神経難病である筋萎縮性側索硬化症(ALS)の治療法は限られており、その理由として治療の標的分子が同定されておらず、重症度や進行度を反映するバイオマーカーが未確立であることが挙げられる。名古屋大学大学院神経内科学教授の勝野雅央氏、山田晋一郎氏らの研究グループは、筋肉を構成する蛋白質チチンの尿中濃度がALSの進行度や予後予測のバイオマーカーになりうることを突き止めた、とJ Neurol Neurosurg Psychiatry2021年3月18日オンライン版)に発表した。

高値の患者では予後不良に

 ALSは進行性の全身骨格筋の萎縮および筋力低下により運動機能障害、嚥下障害、呼吸筋麻痺などを来す。進行は極めて速く、発症後平均3~5年で死亡または長期の人工呼吸管理が必要となる神経難病だ。 
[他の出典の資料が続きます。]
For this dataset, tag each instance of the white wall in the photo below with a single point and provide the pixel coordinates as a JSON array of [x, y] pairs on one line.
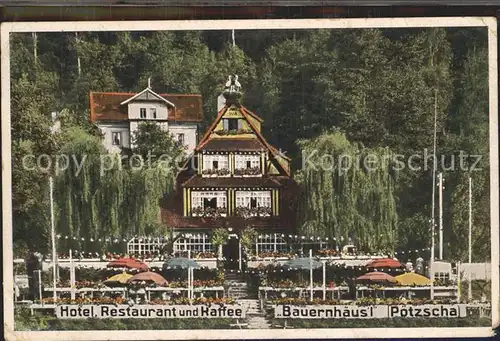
[[134, 111], [189, 131], [476, 270], [108, 129]]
 研究グループは、筋ジストロフィーなどさまざまな疾患の患者の尿中で、増加することが報告されているチチンに着目。筋肉は力を入れると収縮するが、脱力したときそれを元に戻す役割を担っているのがチチンだ。横紋筋に特異的に発現する蛋白質で、骨格筋の損傷に伴い断片化されて筋外に漏出、尿中から検出されことが知られている。
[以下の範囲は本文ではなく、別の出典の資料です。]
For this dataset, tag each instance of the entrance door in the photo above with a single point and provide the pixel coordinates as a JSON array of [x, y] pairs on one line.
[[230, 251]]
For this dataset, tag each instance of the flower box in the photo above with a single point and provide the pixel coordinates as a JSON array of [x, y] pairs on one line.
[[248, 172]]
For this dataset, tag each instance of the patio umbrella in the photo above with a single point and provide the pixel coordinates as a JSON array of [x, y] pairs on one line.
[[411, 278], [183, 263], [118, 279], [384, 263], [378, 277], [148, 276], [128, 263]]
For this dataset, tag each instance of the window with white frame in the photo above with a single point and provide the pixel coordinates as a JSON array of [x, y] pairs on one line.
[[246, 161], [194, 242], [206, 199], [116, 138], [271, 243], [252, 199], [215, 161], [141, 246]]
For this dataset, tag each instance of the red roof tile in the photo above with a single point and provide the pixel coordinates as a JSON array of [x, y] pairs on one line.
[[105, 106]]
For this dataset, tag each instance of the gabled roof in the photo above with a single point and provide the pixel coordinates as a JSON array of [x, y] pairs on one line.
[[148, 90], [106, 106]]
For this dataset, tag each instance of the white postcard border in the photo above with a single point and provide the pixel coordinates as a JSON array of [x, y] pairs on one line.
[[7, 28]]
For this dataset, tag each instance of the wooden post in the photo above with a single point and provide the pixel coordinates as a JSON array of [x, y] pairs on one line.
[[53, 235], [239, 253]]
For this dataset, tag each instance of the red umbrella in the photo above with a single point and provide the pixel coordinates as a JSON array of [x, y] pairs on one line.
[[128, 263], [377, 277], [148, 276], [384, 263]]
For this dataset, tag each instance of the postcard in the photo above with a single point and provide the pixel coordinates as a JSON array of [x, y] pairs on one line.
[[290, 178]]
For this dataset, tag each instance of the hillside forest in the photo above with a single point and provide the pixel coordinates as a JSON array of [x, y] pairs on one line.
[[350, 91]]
 研究グループはチチンがALSの重症度や予後を予測するマーカーになりうるかを検討した。

 ALS患者、健常人、その他の神経筋疾患患者の血清や尿などの生体試料を収集。尿中チチン濃度を測定したところ、健常人に比べALS患者で有意に上昇していた。さらに、ALSの運動機能評価尺であるALSFRS-Rのスコアと尿中チチン濃度の関連を調べた結果、両者の数値が相関していた。これらのことから、チチンはALS患者の進行度を予測する非侵襲的な指標になることが示された。尿中チチンが上昇しているALS 患者では予後が不良で、チチンが予後予測マーカーとしても有用であることも分かった。

既存マーカーとの併用で進行度や予後予測に活用も

 研究では、尿中チチンがALS患者と健常者を見分ける指標になりうるかについても検討。既存のALSのバイオマーカーである尿中のp75ECDや血清ニューロフィラメント軽鎖(NfL)とチチンを比べたところ、チチンは血清NfLと同等の精度でALS患者と健常人を識別できた。
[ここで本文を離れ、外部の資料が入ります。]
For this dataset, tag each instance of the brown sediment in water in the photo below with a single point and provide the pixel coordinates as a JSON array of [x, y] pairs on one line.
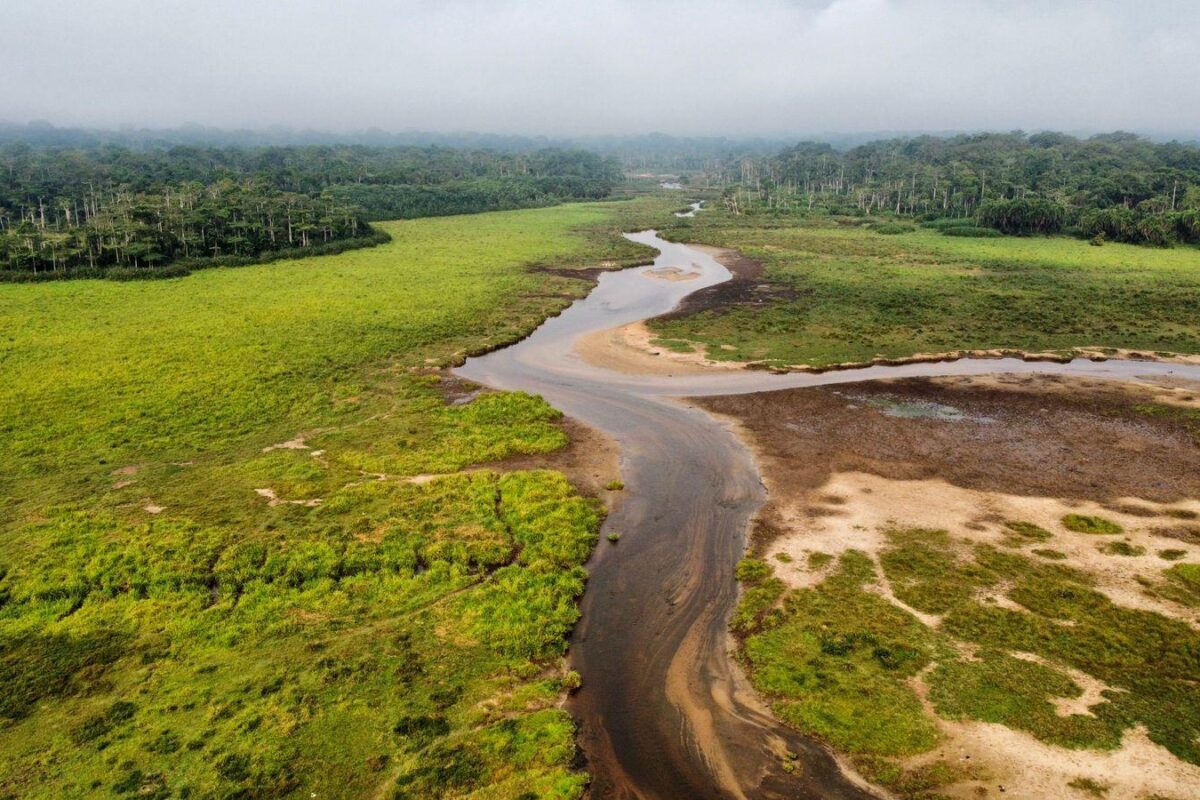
[[664, 710], [843, 464], [630, 349]]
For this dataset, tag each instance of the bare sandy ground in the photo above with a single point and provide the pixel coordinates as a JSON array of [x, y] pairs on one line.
[[965, 455], [630, 349]]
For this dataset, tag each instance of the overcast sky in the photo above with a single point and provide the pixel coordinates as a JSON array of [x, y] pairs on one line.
[[605, 66]]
 また、尿中のp75ECDはALSFRS-Rと相関していたが、予後とは相関しなかったのに対し、血清NfLはALSFRS-Rとの相関は見られないものの予後と関連していたことから、尿中チチンを既存のバイオマーカーと組み合わせることで、ALSの重症度や進行度、予後予測のマーカーになりうることが示唆された。

 これらの結果を踏まえ、研究グループは「尿中チチンはALSの診療や臨床試験などで活用可能なマーカーと考えられる」と結論。「今後はチチンがALSに対する治療薬の効果予測や臨床試験の評価項目として応用が可能かを検証し、ALSの治療法の開発につなげていきたい」としている。